Behold The Smart Lock! In case anyone would doubt its smartness, it is literally imprinted.
Fitted with an enormously loud speaker - advertised as a feature to raise a solid anti-thief alarm. Using the same speaker for a normal unlock notification, thus enforcing you to cover your ears while opening, was not the smartest idea though.
Security? Smart my shiny metal (…)!
Enough smart for the introduction. Give me the meat! TLDR exploit.

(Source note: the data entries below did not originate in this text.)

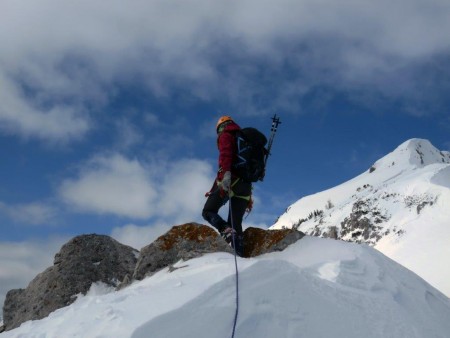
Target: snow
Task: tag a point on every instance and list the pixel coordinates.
(406, 194)
(315, 288)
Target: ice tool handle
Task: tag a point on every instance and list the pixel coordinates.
(275, 122)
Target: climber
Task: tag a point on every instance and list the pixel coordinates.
(228, 186)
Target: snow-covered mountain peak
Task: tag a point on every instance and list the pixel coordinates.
(399, 206)
(414, 153)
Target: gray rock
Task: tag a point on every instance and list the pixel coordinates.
(259, 241)
(82, 261)
(182, 242)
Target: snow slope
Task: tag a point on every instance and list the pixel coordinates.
(315, 288)
(400, 206)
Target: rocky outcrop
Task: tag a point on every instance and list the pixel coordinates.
(180, 243)
(80, 262)
(259, 241)
(95, 258)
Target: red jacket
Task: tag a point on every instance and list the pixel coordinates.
(226, 142)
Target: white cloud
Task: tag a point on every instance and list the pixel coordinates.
(74, 52)
(18, 115)
(35, 213)
(112, 185)
(127, 187)
(139, 236)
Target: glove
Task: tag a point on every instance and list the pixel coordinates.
(225, 184)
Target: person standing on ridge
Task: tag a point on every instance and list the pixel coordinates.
(228, 186)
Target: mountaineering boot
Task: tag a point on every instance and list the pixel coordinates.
(238, 244)
(227, 234)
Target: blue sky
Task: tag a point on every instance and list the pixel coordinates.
(107, 112)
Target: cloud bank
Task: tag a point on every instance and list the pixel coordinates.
(60, 59)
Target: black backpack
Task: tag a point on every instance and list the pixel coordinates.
(251, 152)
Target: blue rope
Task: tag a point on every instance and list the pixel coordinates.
(237, 272)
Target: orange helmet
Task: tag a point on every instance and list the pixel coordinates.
(222, 120)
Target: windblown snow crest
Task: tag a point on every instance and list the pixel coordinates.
(399, 206)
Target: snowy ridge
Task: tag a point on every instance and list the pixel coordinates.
(315, 288)
(399, 206)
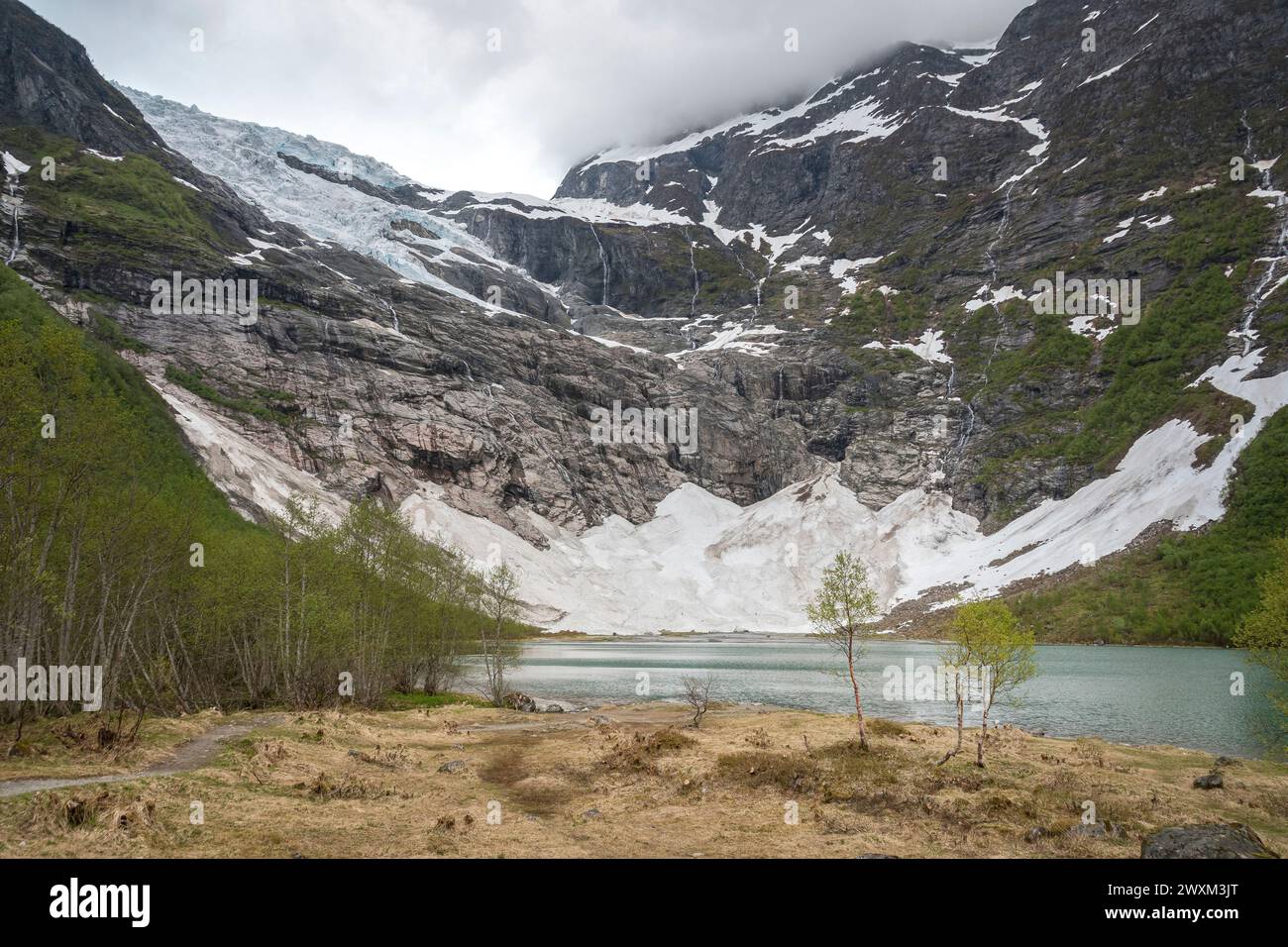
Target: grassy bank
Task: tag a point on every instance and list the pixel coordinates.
(627, 781)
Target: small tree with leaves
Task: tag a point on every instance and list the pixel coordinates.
(1001, 654)
(841, 612)
(1263, 631)
(697, 694)
(500, 654)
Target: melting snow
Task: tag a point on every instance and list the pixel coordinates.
(13, 166)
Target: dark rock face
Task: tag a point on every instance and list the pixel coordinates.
(1205, 841)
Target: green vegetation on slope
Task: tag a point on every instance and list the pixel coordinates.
(1188, 587)
(134, 201)
(116, 551)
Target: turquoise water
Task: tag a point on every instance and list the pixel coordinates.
(1179, 696)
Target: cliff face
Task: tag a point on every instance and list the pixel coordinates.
(844, 287)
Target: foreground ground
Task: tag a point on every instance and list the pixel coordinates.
(617, 781)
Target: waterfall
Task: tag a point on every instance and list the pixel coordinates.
(603, 258)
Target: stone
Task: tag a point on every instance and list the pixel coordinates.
(1232, 840)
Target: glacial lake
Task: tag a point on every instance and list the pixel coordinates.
(1125, 694)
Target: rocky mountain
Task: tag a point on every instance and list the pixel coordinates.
(844, 294)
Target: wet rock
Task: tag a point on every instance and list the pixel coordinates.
(516, 699)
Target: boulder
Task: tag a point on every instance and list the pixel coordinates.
(1205, 841)
(515, 699)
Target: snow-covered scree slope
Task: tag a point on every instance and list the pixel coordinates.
(704, 564)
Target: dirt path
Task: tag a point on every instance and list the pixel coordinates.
(196, 753)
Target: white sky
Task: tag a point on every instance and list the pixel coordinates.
(413, 82)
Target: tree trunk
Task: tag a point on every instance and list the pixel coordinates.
(979, 741)
(858, 702)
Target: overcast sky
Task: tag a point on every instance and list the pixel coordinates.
(423, 85)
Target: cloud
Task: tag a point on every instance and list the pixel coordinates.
(497, 94)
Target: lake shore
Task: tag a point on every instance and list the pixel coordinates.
(618, 781)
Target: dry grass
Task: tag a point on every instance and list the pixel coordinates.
(370, 784)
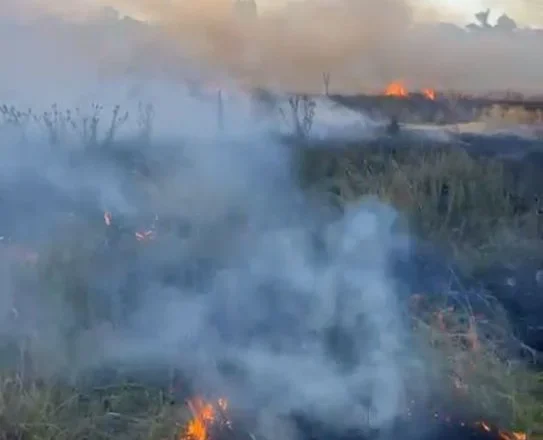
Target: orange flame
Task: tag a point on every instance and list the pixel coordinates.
(145, 235)
(429, 94)
(204, 416)
(107, 218)
(504, 435)
(396, 89)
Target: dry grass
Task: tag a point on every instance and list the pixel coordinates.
(500, 117)
(466, 205)
(39, 411)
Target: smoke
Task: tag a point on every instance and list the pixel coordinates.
(258, 292)
(362, 44)
(250, 287)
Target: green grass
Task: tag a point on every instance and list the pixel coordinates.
(477, 220)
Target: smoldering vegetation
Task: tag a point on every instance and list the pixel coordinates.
(172, 247)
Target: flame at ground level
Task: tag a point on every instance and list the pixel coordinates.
(205, 417)
(398, 89)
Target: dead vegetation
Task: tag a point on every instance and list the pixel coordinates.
(468, 205)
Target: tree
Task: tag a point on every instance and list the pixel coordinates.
(506, 23)
(482, 18)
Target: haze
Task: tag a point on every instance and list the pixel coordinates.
(363, 44)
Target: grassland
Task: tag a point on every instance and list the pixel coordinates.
(479, 210)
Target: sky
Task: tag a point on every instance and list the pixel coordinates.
(525, 12)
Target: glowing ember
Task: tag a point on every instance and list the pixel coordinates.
(145, 235)
(204, 417)
(396, 89)
(107, 218)
(504, 435)
(484, 426)
(429, 93)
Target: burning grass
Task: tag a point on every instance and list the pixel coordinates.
(473, 207)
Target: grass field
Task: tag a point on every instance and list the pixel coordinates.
(480, 211)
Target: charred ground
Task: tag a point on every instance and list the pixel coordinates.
(474, 204)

One of my smart locks, Okidokeys, unexpectedly just turned into a brick, and this time for a change I had nothing to do with it ;) The mobile application barked at me: “Login request has failed. Please try again”. And the more I tried again, the more the login request failed. I finally discovered the vendor’s application server was shut down. And suddenly recalled shutting down their official website, Twitter and Facebook accounts a while before, but did not consider it important back then. Now as it turns out, also the phone number and e-mail server is dead. Following a quick investigation I found out they have been acquired in the meantime. By translating French forum I also realized some locks are undergoing a migration procedure to a new system, and the users are supposedly being notified. I did not get any notification - maybe because based on the serial number my lock was apparently destined for ‘American market’. That market was not covered by the acquisition, and therefore my device is not eligible for migration, as many others also just found out. I guess we can’t count on support any more. I wonder how many of the > 5000 customers (approximation based only on Android mobile application installs) have the same problem. And as of today there is still plenty of offers on US Amazon and Ebay.
Bluetooth Smart locks did not have a good press recently regarding their security.
One of the reasons may be lack of knowledge, as well as insufficient number of professionals to assess and secure such devices. This project helps to develop relevant skills and allows to practice BLE hacking without the need of having the physical vulnerable hardware.